In summary, we need to practice changing our negative perspectives into more positive ones. We need to practice seeing the blessings surrounding us, that simple practice alone fills our hearts with gratitude which has positive effects on the body.

We need to practice Shraddha/Surrender to God or Faith, as it too, has the ability to bring lightness to our hearts, and cultivates peace during uncertain times. My mother used to say, “When life gives you too big of things to comprehend, put it in, “God’s To-Do Box.”

We need to practice watching our thoughts and our speech, because our actions are born out of our thoughts and our thoughts are directly linked to our bodies, and we know that negative thoughts can have adverse effects on our minds, bodies, and spirits.

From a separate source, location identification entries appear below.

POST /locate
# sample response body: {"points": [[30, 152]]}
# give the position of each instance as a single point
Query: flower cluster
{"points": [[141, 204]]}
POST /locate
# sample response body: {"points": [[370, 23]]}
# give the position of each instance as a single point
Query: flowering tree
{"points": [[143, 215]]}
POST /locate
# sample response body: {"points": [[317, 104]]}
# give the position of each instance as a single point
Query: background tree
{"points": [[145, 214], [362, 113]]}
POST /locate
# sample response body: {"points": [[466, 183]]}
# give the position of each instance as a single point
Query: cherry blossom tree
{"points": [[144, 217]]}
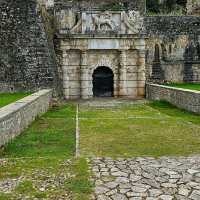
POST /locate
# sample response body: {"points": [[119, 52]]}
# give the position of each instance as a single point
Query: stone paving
{"points": [[146, 178]]}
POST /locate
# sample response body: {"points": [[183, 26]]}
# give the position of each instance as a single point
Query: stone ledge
{"points": [[183, 98], [15, 117]]}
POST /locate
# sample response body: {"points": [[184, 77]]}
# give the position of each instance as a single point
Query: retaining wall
{"points": [[182, 98], [15, 117]]}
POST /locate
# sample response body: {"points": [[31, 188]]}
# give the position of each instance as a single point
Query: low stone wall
{"points": [[15, 117], [182, 98]]}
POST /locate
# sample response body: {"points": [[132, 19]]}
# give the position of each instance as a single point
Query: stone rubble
{"points": [[146, 178]]}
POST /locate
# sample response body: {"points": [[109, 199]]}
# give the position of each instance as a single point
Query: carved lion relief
{"points": [[103, 22], [133, 22]]}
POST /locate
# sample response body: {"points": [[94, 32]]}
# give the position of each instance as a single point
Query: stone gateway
{"points": [[85, 49], [103, 54]]}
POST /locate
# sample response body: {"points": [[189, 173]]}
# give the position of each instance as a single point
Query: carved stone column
{"points": [[65, 64], [141, 78], [84, 79], [122, 74]]}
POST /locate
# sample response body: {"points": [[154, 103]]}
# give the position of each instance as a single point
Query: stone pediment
{"points": [[100, 22]]}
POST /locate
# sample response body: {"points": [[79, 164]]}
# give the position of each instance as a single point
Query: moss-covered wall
{"points": [[26, 58]]}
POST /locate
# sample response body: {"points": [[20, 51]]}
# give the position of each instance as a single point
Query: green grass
{"points": [[43, 155], [153, 129], [191, 86], [6, 98], [53, 134], [80, 183]]}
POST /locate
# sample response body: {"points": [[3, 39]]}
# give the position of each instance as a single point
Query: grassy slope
{"points": [[43, 154], [6, 98], [191, 86], [155, 129]]}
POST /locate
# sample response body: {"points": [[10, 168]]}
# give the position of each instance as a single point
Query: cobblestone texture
{"points": [[146, 178]]}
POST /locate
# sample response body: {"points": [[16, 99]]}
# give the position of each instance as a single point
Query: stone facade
{"points": [[182, 98], [42, 49], [172, 48], [15, 117], [102, 39]]}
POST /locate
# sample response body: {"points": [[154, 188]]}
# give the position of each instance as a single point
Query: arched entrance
{"points": [[103, 84]]}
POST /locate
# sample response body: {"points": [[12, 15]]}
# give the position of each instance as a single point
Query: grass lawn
{"points": [[191, 86], [41, 160], [7, 98], [151, 129]]}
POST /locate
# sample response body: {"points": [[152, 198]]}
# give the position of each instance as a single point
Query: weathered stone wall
{"points": [[172, 48], [193, 7], [182, 98], [15, 117], [26, 58], [103, 4], [125, 56]]}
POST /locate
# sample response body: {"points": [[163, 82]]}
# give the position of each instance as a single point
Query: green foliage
{"points": [[80, 183], [53, 134], [153, 6], [153, 129], [191, 86]]}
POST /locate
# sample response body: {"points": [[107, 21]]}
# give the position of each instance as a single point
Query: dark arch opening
{"points": [[103, 83]]}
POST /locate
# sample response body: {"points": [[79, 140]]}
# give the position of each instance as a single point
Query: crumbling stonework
{"points": [[193, 7], [26, 61], [169, 45], [172, 48]]}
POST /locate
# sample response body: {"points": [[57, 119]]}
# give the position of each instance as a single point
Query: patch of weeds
{"points": [[191, 86], [4, 196], [80, 183], [171, 110], [25, 187], [52, 135]]}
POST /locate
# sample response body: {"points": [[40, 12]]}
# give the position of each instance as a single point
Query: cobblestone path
{"points": [[147, 178]]}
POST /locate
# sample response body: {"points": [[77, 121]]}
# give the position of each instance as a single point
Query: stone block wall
{"points": [[172, 48], [15, 117], [103, 4], [193, 7], [26, 59], [182, 98]]}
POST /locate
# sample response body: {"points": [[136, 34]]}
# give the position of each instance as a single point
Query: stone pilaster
{"points": [[141, 78], [122, 74], [84, 79], [66, 82]]}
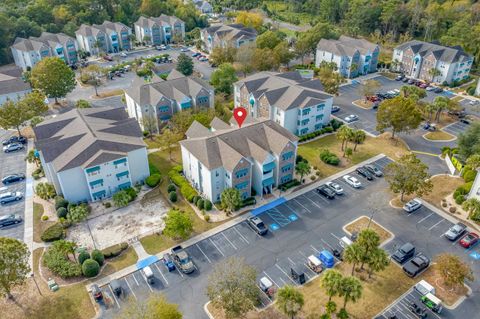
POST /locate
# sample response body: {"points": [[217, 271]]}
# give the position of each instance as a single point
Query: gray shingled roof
{"points": [[227, 147], [85, 137], [442, 53], [284, 90]]}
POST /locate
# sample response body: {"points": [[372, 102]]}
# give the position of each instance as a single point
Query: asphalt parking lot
{"points": [[299, 227], [12, 163]]}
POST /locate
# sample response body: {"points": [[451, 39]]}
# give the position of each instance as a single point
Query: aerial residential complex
{"points": [[28, 52], [419, 60], [258, 156], [161, 99], [353, 57], [234, 35], [295, 103], [106, 37], [89, 154], [160, 30]]}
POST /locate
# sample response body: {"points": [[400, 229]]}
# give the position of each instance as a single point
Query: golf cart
{"points": [[432, 302], [267, 287], [314, 264]]}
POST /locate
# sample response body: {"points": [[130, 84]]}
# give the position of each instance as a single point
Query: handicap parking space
{"points": [[456, 128]]}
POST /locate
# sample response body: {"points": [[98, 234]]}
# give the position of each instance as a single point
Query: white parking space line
{"points": [[424, 218], [229, 240], [270, 279], [161, 273], [221, 252], [113, 295], [129, 287], [203, 253], [436, 224], [241, 236]]}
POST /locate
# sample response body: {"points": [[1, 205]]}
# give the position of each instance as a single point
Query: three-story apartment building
{"points": [[432, 62], [259, 156], [89, 154], [298, 104]]}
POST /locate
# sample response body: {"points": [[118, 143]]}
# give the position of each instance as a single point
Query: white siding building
{"points": [[295, 103], [259, 156], [89, 154]]}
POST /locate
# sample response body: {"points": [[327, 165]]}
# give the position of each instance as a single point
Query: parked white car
{"points": [[352, 181]]}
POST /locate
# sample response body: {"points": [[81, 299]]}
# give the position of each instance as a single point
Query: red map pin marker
{"points": [[239, 114]]}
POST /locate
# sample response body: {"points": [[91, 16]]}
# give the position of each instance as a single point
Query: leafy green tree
{"points": [[16, 114], [398, 114], [53, 77], [407, 176], [303, 168], [13, 264], [231, 199], [290, 300], [454, 271], [351, 290], [223, 78], [232, 287], [185, 64], [156, 306], [178, 225], [331, 281]]}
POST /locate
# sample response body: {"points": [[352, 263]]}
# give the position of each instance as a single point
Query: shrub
{"points": [[84, 255], [62, 212], [114, 251], [207, 205], [90, 268], [98, 256], [54, 232], [172, 196], [153, 180], [60, 202]]}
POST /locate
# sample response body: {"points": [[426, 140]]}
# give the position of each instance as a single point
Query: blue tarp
{"points": [[147, 262], [264, 208]]}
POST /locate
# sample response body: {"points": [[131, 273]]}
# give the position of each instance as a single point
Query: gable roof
{"points": [[86, 137], [284, 90], [225, 148]]}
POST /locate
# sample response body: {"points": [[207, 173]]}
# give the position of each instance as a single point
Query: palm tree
{"points": [[351, 290], [378, 261], [353, 254], [289, 300], [343, 134], [302, 169], [330, 281], [358, 137]]}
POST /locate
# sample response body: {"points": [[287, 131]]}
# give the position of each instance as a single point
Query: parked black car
{"points": [[257, 225], [14, 139], [8, 220], [404, 253], [365, 173], [415, 266], [326, 191], [13, 178]]}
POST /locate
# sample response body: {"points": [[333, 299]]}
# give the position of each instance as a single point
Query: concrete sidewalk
{"points": [[130, 269]]}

We need to practice Breath Awareness, everyday, in these times of being inundated by devastatingly sad news. It is our bridge to a more peaceful mind and body.

Lastly, check in with the jaw area, the tongue, and soften those areas, it is our indicator that tells us through the body in a subtle way whether there is stress in the body, or if it is relaxed.

These are simple practices, in very complicated times, just know, you’re not alone, Even Yogis Get The Blues, and it is self care that will at the end of each day help to keep peace within your minds, bodies, and spirits.